To the Teenage Girl With Spina Bifida: It Gets Better


As if puberty weren’t hard enough – with the acne, sweaty palms and growing 2 feet in a week – add to that leg braces, a wheelchair and bowels and a bladder that don’t work properly, and you’ve kicked the awkwardness of puberty into overdrive. Yep, I’ve been there, but I promise it gets better.

Even your social life takes a hit. Which leads me to a biggie: the issue of boys. I never dated in high school. My mom tried to make me feel better by saying boys were intimidated by my chair and braces, and that’s why none ever asked me out. While this makes sense, it wasn’t all that helpful to me at the time. Seeing my friends pair off and start dating made me feel like an outsider. It sucked. But you know what you avoid by not dating in high school? Drama. It gets so much better after high school when the guys have grown up a bit and realize you aren’t all that scary.

Then there’s the issue of what to do about your lesion scar. I know you’ve been eyeing that cute bikini at Target. I also know the first thing that comes to your mind: Your scar will show. My advice? Don’t be afraid to rock it, girl! When you have a disability and are out in the world, the biggest tool you have at your disposal is your confidence. It disarms the stares of those around you. Some may still stare, but it will be because they are in awe of your confidence. Besides, you can’t control the actions of others, you can only control what your response will be. Choose confidence and you will win every time.

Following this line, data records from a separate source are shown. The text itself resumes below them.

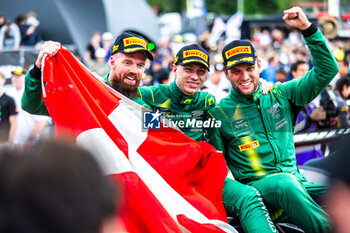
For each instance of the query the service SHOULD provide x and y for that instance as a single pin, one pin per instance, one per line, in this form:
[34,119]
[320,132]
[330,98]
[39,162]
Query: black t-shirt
[7,108]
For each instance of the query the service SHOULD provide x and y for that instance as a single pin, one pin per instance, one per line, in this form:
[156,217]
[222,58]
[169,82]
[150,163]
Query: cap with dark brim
[129,43]
[238,52]
[192,54]
[18,71]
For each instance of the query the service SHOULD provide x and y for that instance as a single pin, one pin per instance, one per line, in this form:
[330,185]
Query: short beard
[129,91]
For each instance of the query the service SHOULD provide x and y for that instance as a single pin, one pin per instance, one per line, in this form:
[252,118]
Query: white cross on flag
[170,182]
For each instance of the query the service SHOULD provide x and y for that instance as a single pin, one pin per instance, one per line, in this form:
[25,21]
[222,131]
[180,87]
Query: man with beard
[181,100]
[256,135]
[128,62]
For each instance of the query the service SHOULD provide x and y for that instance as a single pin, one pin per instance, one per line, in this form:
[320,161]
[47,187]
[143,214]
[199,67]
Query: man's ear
[226,74]
[173,67]
[259,64]
[112,62]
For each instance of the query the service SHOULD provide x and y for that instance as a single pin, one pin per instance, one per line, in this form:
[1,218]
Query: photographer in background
[307,119]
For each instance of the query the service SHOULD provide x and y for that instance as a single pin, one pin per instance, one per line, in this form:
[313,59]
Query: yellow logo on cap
[176,58]
[238,50]
[195,53]
[134,40]
[231,63]
[115,48]
[249,146]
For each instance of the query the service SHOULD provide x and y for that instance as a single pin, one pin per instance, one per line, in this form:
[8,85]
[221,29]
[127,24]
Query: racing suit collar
[107,81]
[245,98]
[179,97]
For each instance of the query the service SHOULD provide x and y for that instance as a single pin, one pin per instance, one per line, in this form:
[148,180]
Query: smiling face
[190,77]
[244,78]
[126,73]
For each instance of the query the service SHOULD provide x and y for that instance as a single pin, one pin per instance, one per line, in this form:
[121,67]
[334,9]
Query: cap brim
[195,61]
[148,53]
[240,62]
[17,73]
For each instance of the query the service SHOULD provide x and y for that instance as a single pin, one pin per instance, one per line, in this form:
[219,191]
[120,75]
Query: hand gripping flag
[170,182]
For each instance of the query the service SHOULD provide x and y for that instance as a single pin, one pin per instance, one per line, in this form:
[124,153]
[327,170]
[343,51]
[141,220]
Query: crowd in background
[281,50]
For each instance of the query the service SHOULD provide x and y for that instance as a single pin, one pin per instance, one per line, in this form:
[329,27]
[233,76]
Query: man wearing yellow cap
[257,132]
[179,101]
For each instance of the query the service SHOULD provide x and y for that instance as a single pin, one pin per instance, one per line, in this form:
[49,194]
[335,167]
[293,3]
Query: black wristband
[35,72]
[309,31]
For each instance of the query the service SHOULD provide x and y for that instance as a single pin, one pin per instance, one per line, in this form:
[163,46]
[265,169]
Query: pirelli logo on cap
[134,40]
[249,145]
[238,50]
[195,53]
[115,48]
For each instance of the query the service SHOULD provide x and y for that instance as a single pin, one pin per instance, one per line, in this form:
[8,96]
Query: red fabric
[77,102]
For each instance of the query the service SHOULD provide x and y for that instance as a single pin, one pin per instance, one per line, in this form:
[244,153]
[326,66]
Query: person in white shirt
[29,126]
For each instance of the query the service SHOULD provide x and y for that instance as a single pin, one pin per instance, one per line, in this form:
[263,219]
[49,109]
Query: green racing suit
[246,202]
[256,138]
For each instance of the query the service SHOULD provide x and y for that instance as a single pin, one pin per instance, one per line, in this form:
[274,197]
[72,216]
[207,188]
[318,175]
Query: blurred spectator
[343,71]
[269,74]
[95,43]
[2,20]
[212,86]
[32,35]
[338,198]
[163,77]
[343,68]
[99,65]
[10,36]
[299,69]
[29,126]
[8,116]
[277,37]
[107,42]
[264,38]
[20,20]
[342,87]
[307,119]
[55,187]
[281,74]
[295,38]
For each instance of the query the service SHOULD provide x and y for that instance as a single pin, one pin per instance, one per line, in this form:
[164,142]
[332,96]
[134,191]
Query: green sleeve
[302,91]
[147,95]
[31,99]
[214,134]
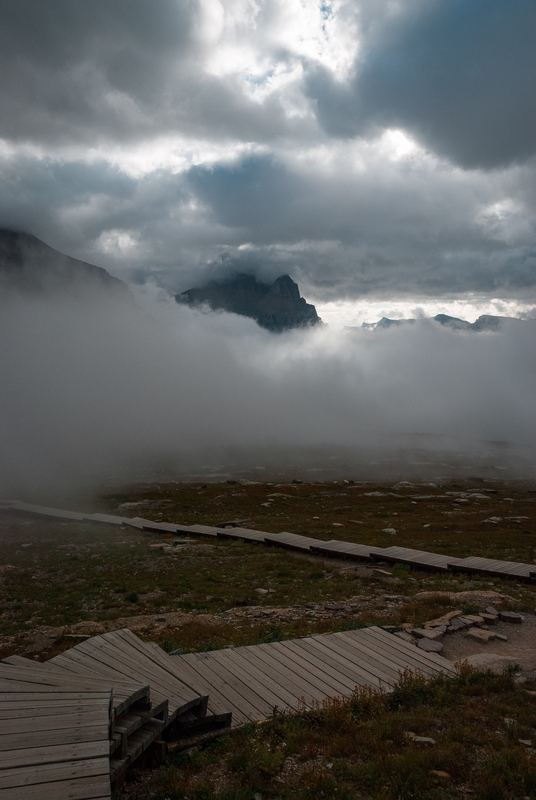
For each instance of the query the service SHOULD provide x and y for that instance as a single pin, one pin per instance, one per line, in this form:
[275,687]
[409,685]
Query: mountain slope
[29,265]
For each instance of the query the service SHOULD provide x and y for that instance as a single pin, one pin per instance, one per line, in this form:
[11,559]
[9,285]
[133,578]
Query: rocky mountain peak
[276,307]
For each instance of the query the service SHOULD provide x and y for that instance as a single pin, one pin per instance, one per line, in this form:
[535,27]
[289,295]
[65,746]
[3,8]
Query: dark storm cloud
[337,231]
[459,74]
[378,230]
[84,73]
[90,90]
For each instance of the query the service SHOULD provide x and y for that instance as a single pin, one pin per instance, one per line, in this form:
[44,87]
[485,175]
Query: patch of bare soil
[521,644]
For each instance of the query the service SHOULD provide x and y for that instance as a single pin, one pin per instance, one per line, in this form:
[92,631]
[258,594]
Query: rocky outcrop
[486,322]
[277,307]
[29,265]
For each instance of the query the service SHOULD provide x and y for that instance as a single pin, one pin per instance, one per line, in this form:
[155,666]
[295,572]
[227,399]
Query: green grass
[73,572]
[359,748]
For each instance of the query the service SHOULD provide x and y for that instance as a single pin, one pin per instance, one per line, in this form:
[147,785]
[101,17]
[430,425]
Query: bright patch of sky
[344,313]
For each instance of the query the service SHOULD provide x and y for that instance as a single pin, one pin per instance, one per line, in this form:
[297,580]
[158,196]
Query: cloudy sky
[382,152]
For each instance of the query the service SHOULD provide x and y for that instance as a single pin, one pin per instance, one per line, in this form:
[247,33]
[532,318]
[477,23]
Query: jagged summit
[29,265]
[277,307]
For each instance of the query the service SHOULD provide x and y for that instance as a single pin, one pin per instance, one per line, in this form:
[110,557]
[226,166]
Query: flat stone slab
[493,661]
[480,636]
[456,625]
[429,645]
[511,616]
[431,633]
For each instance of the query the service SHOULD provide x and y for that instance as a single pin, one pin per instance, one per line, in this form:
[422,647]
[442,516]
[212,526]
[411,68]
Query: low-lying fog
[96,390]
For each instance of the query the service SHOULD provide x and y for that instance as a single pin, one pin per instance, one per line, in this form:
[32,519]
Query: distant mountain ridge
[486,322]
[31,266]
[276,307]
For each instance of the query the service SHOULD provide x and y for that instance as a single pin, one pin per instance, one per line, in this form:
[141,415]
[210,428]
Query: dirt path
[521,644]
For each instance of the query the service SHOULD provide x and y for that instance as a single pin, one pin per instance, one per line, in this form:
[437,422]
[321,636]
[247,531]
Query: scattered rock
[430,646]
[467,622]
[475,597]
[493,661]
[432,634]
[87,628]
[456,625]
[476,619]
[511,616]
[405,635]
[480,636]
[444,620]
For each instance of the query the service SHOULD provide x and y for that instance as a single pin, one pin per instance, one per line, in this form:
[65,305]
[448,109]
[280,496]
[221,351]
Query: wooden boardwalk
[73,725]
[252,681]
[419,559]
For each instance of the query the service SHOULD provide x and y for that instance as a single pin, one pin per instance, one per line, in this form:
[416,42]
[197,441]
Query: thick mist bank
[99,389]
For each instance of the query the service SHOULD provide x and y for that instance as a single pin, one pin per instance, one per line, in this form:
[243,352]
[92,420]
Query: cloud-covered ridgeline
[96,387]
[363,146]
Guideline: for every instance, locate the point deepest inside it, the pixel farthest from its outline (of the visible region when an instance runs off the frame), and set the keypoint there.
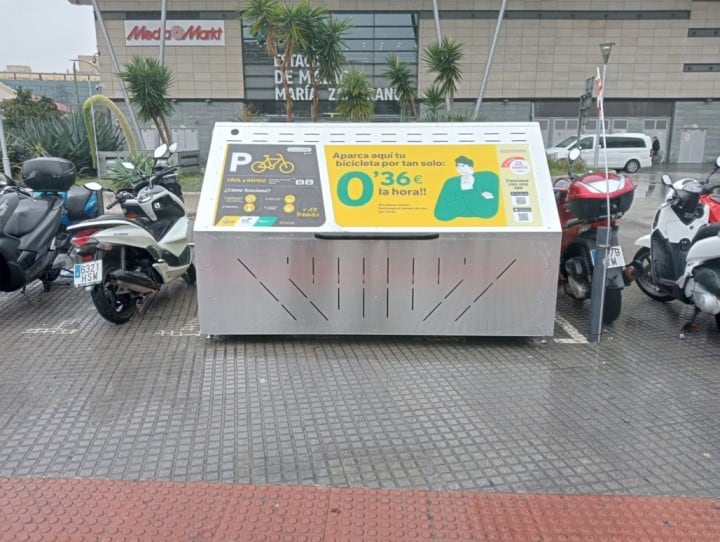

But your biggest obstacle as a teenaged girl with spina bifida? Learning how to handle bowel and bladder accidents. This stuff isn’t supposed to happen past the age of 8. Know your triggers, such as diet, and avoid things that turn your bowels and bladder into a tsunami. For me, it was avoiding caffeine. Weather can also be a factor. Temperature extremes can trigger your bladder to gush forth like Old Faithful – except it’s not as reliable. Say it is the middle of summer, hotter than blitz, and you go out to the mall. Using crutches to walk, you step inside the first store. The AC is on full blast. For some reason, if you don’t have an empty bladder, this drop in temperature can trigger a flow that’ll leave you with a puddle on the floor. The same thing happens in winter when you go from cold to hot suddenly. While you can’t completely prevent this from happening, there are ways to lessen your embarrassment. First, catheterize before leaving the house. If you still are unsure, don’t rely on walking, take your wheelchair. That way, if you do have an accident, it’s better hidden. When you’re in the car, sit on the cushion of your chair. If taking your chair is not possible, you can still get by with using crutches. Just make sure to wear a disposable pair of underwear over your actual panties. It may sound super lame and uncool, but I promise you won’t look like a granny. And you’ll cease to worry about having an accident in front of that cute boy from art class. Nowadays these protective pants come in slim-but-absorbent forms that are comfortable and won’t leak through. These were a lifesaver for me in college. You can find these at your local pharmacy or online at www.hdis.com.

Finally, make sure when you go out that you have plenty of catheters. I remember once when my grandparents and I drove my parents to the airport. The trip took longer than we thought and my parents missed their flight. So we had to take them on to their next destination – a two-hour drive. Guess who forgot to take extras with her? Yep.

But even with a vigilant diet and making sure to catheterize at regular intervals, accidents happen. That’s why they call them accidents. So what do you do? One way I’ve handled unexpected accidents is to pass it off as your period. This method works better than you’d expect. It lessens the embarrassment for you, and makes sense to the other person who expects this based on your stage of life.

Puberty is tough. Going through puberty when you’re disabled is even tougher. I’ve been there, and I promise you can get through it. After all, it does eventually get better.